The logic is peerless. Just as the F2P mobile game sector grew from zero to $50 billion of annual revenue within seven years by giving away games for free so blockchain game developers have grasped that forcing users to access through MetaMask or setting up and funding a TRON account, let alone paying to set up for an EOS wallet, is to pour their hopes of success down the most leaky onboarding funnel ever.

Anecdotally, it’s believed more than 90% of web traffic churns from a blockchain game’s landing page when a MetaMask log-in is requested.

Healthy products need a lot of users so better just to get players into the experience, keep them playing, and worry about anything approaching true item ownership (let alone private keys) at some point further down the line when players have something of value that’s worth truly owning.

This is something F2P mobile game developers know well.
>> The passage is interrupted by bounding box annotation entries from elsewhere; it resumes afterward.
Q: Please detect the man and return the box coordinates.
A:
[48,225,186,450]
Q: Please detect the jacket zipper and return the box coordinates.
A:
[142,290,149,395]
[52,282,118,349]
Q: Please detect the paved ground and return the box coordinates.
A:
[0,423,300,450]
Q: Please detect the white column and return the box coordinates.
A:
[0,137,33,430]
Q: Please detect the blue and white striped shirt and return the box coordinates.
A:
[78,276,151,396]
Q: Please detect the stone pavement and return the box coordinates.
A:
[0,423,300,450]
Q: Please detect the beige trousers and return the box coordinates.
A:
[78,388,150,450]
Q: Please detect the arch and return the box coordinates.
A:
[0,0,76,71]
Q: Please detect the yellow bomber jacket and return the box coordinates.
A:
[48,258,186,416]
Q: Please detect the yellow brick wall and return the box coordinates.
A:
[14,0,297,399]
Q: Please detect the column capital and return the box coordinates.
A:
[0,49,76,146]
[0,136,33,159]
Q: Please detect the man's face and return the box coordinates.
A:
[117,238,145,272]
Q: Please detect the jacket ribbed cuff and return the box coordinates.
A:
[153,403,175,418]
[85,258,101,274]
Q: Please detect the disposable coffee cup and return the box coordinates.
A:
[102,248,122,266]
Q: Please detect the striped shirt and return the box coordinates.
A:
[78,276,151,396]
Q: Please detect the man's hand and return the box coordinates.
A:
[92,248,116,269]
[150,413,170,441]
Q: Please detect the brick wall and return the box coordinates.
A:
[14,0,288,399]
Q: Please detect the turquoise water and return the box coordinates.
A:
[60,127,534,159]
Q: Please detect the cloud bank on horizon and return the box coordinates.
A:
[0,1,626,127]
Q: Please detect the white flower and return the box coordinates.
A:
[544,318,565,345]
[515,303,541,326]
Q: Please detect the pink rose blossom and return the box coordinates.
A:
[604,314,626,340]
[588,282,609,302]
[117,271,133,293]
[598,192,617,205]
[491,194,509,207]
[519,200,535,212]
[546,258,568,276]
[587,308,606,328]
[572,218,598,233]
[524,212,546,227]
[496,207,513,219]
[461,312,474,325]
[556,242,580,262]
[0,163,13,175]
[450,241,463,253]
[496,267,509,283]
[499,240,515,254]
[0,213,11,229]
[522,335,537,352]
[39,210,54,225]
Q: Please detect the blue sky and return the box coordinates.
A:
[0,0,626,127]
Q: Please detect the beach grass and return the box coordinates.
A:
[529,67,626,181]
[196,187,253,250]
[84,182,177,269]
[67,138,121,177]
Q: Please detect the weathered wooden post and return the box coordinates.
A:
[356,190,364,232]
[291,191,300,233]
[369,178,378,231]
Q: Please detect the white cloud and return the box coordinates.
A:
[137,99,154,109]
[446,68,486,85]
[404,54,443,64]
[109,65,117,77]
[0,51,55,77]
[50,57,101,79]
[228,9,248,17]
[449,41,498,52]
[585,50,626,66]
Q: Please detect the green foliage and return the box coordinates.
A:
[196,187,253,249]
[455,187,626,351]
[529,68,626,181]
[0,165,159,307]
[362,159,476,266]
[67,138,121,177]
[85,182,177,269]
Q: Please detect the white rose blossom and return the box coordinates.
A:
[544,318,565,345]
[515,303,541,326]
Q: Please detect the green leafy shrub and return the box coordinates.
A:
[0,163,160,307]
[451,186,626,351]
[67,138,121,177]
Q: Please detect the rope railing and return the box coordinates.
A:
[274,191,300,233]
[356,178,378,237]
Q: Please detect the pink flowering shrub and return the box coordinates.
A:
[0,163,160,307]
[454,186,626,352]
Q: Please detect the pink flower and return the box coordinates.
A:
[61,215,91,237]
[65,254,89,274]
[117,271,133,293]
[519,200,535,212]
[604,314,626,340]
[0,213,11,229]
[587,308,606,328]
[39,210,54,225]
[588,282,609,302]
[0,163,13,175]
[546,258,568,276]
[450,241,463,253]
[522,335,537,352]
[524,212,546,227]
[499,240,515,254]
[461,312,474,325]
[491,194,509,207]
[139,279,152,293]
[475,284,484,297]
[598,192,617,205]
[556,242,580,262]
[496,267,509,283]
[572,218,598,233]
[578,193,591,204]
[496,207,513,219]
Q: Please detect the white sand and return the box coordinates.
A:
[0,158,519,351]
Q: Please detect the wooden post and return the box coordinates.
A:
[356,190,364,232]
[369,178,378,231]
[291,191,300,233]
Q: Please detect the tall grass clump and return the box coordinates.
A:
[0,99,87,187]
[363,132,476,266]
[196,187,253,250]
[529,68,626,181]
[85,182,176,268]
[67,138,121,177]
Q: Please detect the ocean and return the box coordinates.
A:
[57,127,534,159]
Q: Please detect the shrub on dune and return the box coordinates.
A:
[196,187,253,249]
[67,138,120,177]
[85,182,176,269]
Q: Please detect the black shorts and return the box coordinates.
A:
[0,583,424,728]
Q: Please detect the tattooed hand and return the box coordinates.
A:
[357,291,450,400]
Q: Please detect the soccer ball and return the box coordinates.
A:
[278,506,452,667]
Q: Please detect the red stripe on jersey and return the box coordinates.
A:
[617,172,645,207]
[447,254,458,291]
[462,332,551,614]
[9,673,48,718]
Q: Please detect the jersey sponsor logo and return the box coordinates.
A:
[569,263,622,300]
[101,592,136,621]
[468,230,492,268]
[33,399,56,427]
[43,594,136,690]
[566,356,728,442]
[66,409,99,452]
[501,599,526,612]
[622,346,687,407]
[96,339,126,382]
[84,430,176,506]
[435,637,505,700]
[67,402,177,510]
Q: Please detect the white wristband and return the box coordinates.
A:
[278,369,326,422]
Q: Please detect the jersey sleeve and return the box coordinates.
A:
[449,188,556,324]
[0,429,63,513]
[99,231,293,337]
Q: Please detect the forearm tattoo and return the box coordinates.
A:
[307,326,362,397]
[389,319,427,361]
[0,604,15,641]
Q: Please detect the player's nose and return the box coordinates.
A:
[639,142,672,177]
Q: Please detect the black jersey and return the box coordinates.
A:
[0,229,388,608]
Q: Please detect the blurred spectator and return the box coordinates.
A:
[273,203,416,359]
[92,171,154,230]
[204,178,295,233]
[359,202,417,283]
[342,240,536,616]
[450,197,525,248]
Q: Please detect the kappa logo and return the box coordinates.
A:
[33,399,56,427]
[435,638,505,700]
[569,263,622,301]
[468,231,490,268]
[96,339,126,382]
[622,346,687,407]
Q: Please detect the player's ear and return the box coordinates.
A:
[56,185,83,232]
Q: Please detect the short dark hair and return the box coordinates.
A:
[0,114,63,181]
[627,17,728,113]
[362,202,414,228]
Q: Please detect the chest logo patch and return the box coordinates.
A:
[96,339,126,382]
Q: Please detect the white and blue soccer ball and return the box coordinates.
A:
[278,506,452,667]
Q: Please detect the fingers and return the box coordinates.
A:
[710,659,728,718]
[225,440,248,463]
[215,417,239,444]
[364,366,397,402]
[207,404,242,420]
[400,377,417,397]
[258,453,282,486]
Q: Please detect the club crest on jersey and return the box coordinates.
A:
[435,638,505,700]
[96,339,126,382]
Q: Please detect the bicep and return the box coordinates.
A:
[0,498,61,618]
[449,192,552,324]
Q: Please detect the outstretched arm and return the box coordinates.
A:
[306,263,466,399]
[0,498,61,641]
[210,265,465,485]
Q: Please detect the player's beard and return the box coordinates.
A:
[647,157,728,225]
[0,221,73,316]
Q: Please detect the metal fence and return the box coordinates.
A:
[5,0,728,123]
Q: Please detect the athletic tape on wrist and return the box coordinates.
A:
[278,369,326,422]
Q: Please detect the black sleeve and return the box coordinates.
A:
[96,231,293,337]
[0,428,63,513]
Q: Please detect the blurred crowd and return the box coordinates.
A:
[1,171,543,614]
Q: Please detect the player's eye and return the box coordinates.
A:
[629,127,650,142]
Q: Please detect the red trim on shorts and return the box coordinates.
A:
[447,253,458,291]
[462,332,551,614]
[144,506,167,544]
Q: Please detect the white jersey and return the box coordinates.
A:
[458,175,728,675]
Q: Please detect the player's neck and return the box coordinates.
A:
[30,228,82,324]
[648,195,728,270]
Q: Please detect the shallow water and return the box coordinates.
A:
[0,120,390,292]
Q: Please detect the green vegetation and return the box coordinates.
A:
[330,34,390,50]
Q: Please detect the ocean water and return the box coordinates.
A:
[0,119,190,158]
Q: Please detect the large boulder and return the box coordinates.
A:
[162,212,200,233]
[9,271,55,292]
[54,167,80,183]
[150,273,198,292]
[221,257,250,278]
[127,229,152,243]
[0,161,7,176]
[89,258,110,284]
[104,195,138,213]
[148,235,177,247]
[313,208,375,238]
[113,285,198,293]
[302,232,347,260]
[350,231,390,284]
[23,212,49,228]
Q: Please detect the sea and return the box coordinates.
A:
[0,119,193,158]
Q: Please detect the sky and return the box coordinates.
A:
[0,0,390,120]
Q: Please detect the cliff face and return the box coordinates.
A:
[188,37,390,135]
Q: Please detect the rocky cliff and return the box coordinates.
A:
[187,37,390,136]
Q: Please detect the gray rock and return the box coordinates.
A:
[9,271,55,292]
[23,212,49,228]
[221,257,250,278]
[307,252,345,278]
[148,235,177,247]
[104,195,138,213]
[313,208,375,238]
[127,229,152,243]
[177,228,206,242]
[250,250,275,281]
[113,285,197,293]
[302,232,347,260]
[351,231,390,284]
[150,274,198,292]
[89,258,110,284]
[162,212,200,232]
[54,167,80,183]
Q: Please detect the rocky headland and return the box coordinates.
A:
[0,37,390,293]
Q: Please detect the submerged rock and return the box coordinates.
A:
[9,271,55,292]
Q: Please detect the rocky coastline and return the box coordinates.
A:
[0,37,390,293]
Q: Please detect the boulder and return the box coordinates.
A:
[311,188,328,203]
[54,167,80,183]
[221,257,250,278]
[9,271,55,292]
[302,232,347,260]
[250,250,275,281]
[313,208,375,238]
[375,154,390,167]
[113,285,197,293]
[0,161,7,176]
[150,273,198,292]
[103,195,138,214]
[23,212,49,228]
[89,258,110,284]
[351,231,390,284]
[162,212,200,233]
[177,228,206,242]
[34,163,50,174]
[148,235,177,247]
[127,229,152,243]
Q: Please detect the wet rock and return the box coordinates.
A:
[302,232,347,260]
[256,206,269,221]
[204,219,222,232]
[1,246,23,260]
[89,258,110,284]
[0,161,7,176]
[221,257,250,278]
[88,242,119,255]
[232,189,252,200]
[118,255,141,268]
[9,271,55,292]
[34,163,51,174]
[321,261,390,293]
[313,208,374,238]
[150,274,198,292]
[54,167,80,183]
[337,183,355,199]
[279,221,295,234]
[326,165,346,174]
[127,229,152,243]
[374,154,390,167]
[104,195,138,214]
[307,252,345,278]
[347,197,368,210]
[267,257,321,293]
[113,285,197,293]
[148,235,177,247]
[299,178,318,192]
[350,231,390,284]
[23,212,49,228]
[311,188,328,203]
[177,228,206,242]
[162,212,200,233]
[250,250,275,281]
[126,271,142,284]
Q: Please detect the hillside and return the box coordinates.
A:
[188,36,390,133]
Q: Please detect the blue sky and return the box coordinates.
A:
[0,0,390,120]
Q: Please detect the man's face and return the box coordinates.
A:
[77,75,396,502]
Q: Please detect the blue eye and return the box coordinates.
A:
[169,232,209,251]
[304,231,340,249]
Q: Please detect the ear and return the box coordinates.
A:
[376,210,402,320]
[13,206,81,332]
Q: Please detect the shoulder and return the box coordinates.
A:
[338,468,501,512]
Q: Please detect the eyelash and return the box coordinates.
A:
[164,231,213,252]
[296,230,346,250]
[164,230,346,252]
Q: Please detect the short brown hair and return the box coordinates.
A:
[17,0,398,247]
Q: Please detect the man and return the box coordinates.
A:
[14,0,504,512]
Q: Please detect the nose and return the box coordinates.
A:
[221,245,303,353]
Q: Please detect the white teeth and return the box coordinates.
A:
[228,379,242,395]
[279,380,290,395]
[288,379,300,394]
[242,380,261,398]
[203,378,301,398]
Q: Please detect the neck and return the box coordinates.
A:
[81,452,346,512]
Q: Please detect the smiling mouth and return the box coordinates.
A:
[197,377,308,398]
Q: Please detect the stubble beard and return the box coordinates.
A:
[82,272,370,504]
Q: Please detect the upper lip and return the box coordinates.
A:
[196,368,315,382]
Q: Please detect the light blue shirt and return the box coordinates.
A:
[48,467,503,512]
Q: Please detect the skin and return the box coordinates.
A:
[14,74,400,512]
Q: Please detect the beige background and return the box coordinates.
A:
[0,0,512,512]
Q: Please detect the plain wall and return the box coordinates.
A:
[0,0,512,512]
Any success in that space is due to a deep analytical understanding of User Experience (UX). It’s no coindence F2P mobile game developers are launching some of the most anticipated blockchain games in 2019.

Sure, this is the point at which decentralized libertarians or Bitcoin Maximalists despair and storm out of the party. But everyone else now seems to agree that for blockchain adoption to move from an addressable market of millions of often passive wallets to +100 million active users, blockchain purity has to take second place to UX. Unsurprisingly that doesn’t include writing down a 12 word recovery phrase.

What you putting on the chain anyhow?

Indeed, many blockchain game developers have been rolling back how much of their games’ logic they’re putting onto a blockchain. Partly this is to get around issues such as transaction speed and gas fees on Ethereum and partly thanks to the availability of sidechain solutions such as Loom Network.

But fundamentally focusing on UX also means thinking more deeply about why you’re using a blockchain in the first place and only using a blockchain for crucial elements, notably the ownership and trading of key game assets.

Perhaps this could be seen as failure of ambition but in an era of building and releasing games, not selling a vision to raise money, getting actual players into actual product its ambitious enough..

In turn, this poses the sector with another existential question: should the future be blockchain games or games (and game services) that somehow use a blockchain?

It seems a subtle point, almost pedantic, but in terms of the implications for user experience, especially onboarding, it’s crucial.

At heart, the difference is between playing a game which has some blockchain features players may or may not use depending on their level of engagement and knowledge, and a game requiring the full gamut of blockchain features (wallet, cryptocurrency, private keys, recovery phrase etc).

Both approaches have their strengths and their weakness, of course. And it would be foolish (and incorrect) to suggest the sector is betraying the original vision of a fully decentralized gaming world. But, for now, the smart money has been bet. Blockchain game developers are bullish because the hard knocks of 2018 have taught them that UX trump the blockchain.

It’s a classic case of technology meets mass market. and in 2019 we’re all in for users.